The Fox Hunt was painted in Homer's studio at Prouts Neck, Maine during the winter of 1893. The painting depicts a fox foraging for food, who is in turn being hunted by crows driven to predation by hunger. At left several sprigs of red berries breach the snow, and in the distance may be seen the coastline and ocean beneath a deep blue sky.

==Painting==
According to Nicolai Cikovsky Jr., the artist used a fox's pelt draped over a barrel in the snow to accurately record color harmonies. Homer's biographer Philip C. Beam wrote that prior to the painting Homer was supplied with a dead fox by one hunter, and several crows by another named Roswell Googins. Homer placed the crows in the snow outside his studio, and with the aid of string and sticks posed the fox in a running position. Homer experienced some difficulty, as the painting was begun late in winter, and warming temperatures caused the stiffened crows to thaw and grow limp. Homer asked Elbridge Oliver, the Scarborough, Maine stationmaster for his opinion of the painting, and he responded "Hell, Win, them ain't crows". After painting the birds out, Homer joined Oliver at the station, where they spent three days scattering corn on the ground to attract crows, Homer sketching the birds on telegraph blanks. Using the sketches as reference he repainted the crows, then summoned Oliver for his opinion and approval.

==Interpretation==
When exhibited in 1893, the Darwinian aspect of the painting was immediately recognized by critics: "A fox makes his way through the snow, looking sharply at his enemies—two huge crows which are swooping down to devour him, in which their hunger, made savage by the snowstorm which has covered their usual hunting-ground. Other crows hover restlessly in the distance. A twig or two of last summer's wild-rose bush is the grace note of the picture, redeeming sufficiently the sombre character of the scene".

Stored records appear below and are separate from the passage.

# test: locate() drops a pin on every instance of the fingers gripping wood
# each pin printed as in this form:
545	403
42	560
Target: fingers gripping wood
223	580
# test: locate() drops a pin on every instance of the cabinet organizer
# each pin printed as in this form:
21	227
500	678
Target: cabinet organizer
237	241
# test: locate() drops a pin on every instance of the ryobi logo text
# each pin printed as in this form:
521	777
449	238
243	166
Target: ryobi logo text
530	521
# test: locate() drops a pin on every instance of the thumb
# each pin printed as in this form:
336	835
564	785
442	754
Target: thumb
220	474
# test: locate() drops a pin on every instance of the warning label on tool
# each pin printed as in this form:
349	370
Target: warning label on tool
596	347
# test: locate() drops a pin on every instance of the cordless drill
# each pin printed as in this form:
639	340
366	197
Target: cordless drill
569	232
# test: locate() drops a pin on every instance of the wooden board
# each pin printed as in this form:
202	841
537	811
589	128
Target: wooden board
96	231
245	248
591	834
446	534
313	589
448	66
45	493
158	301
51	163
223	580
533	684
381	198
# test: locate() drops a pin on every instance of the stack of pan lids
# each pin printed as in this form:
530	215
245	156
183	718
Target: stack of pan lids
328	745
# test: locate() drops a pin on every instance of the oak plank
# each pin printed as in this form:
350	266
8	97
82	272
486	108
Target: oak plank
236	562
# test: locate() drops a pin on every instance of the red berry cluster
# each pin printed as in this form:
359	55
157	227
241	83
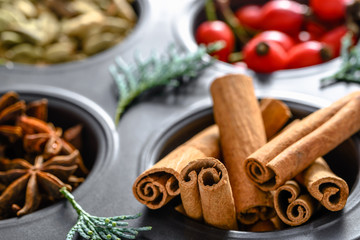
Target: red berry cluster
288	34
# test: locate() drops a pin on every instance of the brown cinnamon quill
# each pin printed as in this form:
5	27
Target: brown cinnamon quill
206	193
292	151
237	113
292	206
330	190
275	114
160	183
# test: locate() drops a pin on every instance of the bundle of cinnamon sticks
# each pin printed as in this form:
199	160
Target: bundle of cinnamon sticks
255	169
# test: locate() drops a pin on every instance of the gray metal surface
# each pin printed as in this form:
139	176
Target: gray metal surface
162	22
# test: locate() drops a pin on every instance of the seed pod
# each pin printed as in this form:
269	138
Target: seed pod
78	26
14	12
7	19
99	42
49	26
27	8
115	25
25	53
29	30
125	10
59	52
9	38
82	7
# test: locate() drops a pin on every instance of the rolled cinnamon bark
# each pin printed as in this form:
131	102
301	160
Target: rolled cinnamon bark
206	193
275	114
160	183
237	113
330	190
292	206
292	151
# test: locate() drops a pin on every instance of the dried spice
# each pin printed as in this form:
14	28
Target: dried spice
30	183
54	31
36	158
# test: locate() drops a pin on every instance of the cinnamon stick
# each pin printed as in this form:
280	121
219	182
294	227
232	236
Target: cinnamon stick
292	151
292	206
159	184
275	114
237	113
206	193
330	190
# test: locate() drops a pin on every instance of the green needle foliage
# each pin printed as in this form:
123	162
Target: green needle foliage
350	67
156	71
98	228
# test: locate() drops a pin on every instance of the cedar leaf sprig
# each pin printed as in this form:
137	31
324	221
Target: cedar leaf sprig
157	71
350	66
100	228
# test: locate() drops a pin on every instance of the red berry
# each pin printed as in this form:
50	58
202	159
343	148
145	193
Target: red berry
281	38
307	54
264	56
329	10
282	15
333	39
249	16
212	31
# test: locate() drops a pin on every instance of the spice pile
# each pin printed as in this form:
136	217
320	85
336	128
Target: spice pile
281	34
256	169
51	31
36	158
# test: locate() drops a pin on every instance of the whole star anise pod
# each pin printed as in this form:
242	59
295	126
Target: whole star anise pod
45	139
29	184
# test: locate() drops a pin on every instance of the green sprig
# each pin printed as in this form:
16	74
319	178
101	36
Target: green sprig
156	71
100	228
350	66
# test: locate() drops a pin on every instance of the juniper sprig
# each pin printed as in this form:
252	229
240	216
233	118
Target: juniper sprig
100	228
350	64
166	70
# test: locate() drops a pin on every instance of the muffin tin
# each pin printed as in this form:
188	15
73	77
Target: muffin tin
84	91
343	160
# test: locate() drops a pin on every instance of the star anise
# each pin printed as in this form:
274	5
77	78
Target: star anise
45	139
10	107
29	184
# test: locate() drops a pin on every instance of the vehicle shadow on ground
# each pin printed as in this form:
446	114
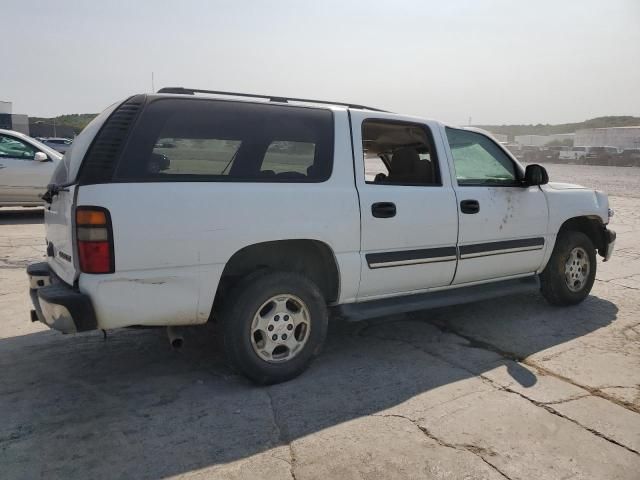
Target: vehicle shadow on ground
23	216
83	407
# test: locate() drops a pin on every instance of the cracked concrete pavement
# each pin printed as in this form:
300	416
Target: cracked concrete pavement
509	388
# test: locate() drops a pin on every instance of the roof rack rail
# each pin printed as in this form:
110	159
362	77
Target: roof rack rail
271	98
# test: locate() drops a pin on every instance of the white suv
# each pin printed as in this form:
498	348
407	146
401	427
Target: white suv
268	214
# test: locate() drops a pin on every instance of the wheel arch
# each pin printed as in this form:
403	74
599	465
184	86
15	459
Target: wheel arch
312	258
591	225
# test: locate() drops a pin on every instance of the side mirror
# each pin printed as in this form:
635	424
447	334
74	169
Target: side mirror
41	157
535	175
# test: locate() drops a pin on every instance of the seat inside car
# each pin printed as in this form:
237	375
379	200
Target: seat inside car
406	167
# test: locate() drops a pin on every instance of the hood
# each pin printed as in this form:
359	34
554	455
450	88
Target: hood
565	186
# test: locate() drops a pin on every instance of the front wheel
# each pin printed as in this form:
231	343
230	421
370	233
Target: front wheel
568	277
274	325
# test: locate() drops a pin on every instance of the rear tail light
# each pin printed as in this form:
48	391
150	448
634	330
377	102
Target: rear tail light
95	240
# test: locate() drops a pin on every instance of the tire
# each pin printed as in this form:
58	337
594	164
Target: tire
563	281
285	305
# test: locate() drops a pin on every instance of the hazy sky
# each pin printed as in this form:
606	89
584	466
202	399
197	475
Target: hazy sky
495	61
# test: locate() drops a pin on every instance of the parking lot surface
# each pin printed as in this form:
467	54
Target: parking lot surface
508	388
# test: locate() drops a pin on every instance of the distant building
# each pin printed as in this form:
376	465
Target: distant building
500	137
619	137
562	137
13	121
532	140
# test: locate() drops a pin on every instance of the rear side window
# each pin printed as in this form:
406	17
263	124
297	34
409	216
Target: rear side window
212	140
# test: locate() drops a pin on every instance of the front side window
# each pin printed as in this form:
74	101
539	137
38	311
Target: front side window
478	160
213	140
398	153
11	147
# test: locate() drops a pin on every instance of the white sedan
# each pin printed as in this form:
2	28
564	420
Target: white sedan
26	167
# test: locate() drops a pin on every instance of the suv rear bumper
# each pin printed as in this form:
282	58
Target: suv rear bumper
58	305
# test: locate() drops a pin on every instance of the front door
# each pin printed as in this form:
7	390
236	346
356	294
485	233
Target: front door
502	223
409	221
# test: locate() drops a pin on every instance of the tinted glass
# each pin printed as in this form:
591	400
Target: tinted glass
11	147
211	140
478	160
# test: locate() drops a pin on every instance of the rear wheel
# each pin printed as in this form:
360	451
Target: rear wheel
274	325
568	277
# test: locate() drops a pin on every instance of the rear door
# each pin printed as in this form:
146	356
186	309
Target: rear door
502	223
409	221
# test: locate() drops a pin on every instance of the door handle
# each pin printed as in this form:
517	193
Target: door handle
469	206
383	210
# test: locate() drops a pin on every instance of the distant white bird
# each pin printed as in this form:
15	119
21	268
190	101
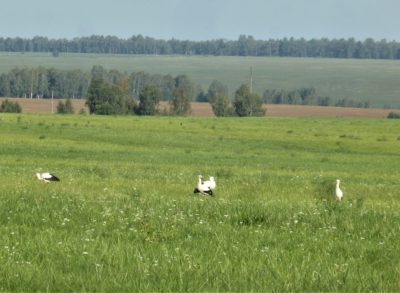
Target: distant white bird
338	191
205	187
47	177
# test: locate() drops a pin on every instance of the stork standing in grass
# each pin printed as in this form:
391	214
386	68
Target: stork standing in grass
338	191
47	177
205	187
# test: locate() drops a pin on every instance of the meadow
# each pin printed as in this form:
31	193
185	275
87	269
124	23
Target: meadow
124	216
363	80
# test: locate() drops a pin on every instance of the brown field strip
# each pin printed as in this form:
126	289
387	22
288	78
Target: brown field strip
204	109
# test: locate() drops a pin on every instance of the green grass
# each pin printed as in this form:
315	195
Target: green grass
124	218
360	80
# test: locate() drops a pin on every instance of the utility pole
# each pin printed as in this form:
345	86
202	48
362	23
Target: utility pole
251	79
31	83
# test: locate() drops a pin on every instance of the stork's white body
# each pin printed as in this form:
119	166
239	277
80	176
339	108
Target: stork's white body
47	177
338	191
205	187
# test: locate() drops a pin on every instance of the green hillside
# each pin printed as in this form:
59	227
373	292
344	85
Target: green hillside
360	80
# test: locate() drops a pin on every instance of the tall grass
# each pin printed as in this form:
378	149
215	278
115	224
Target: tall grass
124	218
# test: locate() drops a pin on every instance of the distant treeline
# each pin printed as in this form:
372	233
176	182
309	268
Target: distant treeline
244	46
45	83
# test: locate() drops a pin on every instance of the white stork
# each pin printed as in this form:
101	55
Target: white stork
338	191
47	177
205	187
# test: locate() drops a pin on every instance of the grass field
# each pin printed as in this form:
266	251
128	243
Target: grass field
360	80
124	218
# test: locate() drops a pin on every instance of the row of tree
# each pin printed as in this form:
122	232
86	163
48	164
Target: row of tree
113	99
308	96
243	46
117	88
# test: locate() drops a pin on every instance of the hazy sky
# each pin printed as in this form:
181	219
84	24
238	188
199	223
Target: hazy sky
202	19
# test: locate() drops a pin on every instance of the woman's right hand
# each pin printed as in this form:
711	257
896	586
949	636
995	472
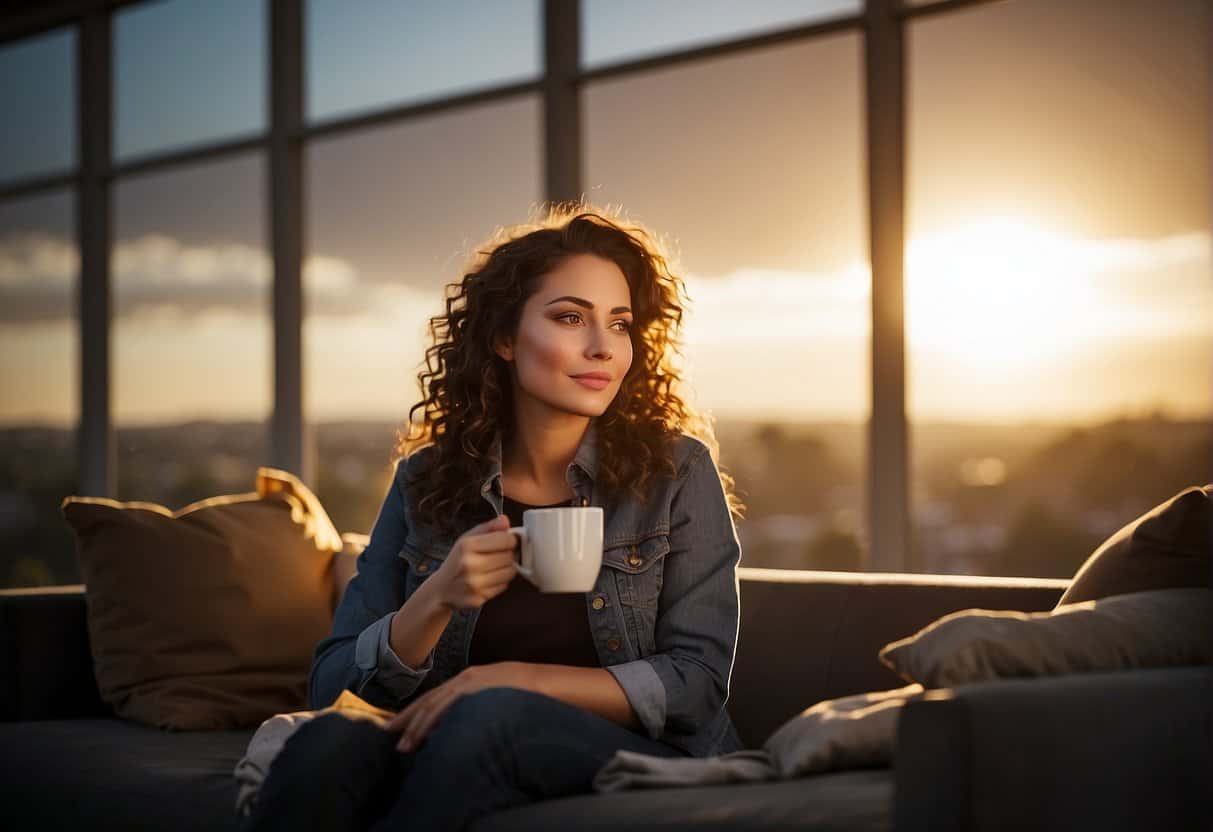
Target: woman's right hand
479	565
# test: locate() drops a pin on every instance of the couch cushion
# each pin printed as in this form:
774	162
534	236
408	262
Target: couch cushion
1159	628
809	636
112	774
206	617
844	801
1168	546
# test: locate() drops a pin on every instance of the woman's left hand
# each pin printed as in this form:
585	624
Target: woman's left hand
422	713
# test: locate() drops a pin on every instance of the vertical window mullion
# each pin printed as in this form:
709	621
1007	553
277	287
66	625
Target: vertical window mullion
888	503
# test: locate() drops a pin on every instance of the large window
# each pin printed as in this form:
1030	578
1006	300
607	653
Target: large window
38	96
1058	250
1059	303
192	332
615	30
188	72
39	268
376	53
751	166
394	214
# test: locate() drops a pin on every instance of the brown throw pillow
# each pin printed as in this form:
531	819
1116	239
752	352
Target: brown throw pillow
1157	628
1168	546
206	617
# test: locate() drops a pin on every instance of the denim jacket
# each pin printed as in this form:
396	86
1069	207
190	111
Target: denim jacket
664	610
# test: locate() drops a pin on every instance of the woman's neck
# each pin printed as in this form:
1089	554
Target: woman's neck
536	456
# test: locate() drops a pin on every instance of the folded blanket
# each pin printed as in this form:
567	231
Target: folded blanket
272	735
853	731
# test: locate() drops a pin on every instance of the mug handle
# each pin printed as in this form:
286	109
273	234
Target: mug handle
527	568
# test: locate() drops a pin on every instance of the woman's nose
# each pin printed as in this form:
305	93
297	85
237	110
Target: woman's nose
599	349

Several writers on Homer's work have seen evidence of the artist's self-disclosure in The Fox Hunt. Seeing the picture in Freudian terms, Thomas B. Hess believed the fox, "dapper, small, inquisitive, shrewd", was a self-portrait. Cikovsky noted that the artist's signature is "sinking like the fox into the deep snow and exactly mimicking its form and action", and adds that the fox's tail, repeated by the 'R' in the signature, is called a brush. It is possible that Homer identified with slyness and social aloofness, qualities attributed to the fox. As well, the crows have been seen as omens of death, and for Hess, basing his interpretation on Freud's study of Leonardo da Vinci's work, they represent "the nightmare of the flying 'penis'".

The influence of Japanese design on Homer's work has been noted generally, and particularly in The Fox Hunt, with the observation that the painting can be divided into three vertical panels, thereby creating "a perfect Japanese screen". The Fox Hunt was purchased from the artist in 1894 by the Pennsylvania Academy of the Fine Arts, after it was exhibited in the academy's annual show.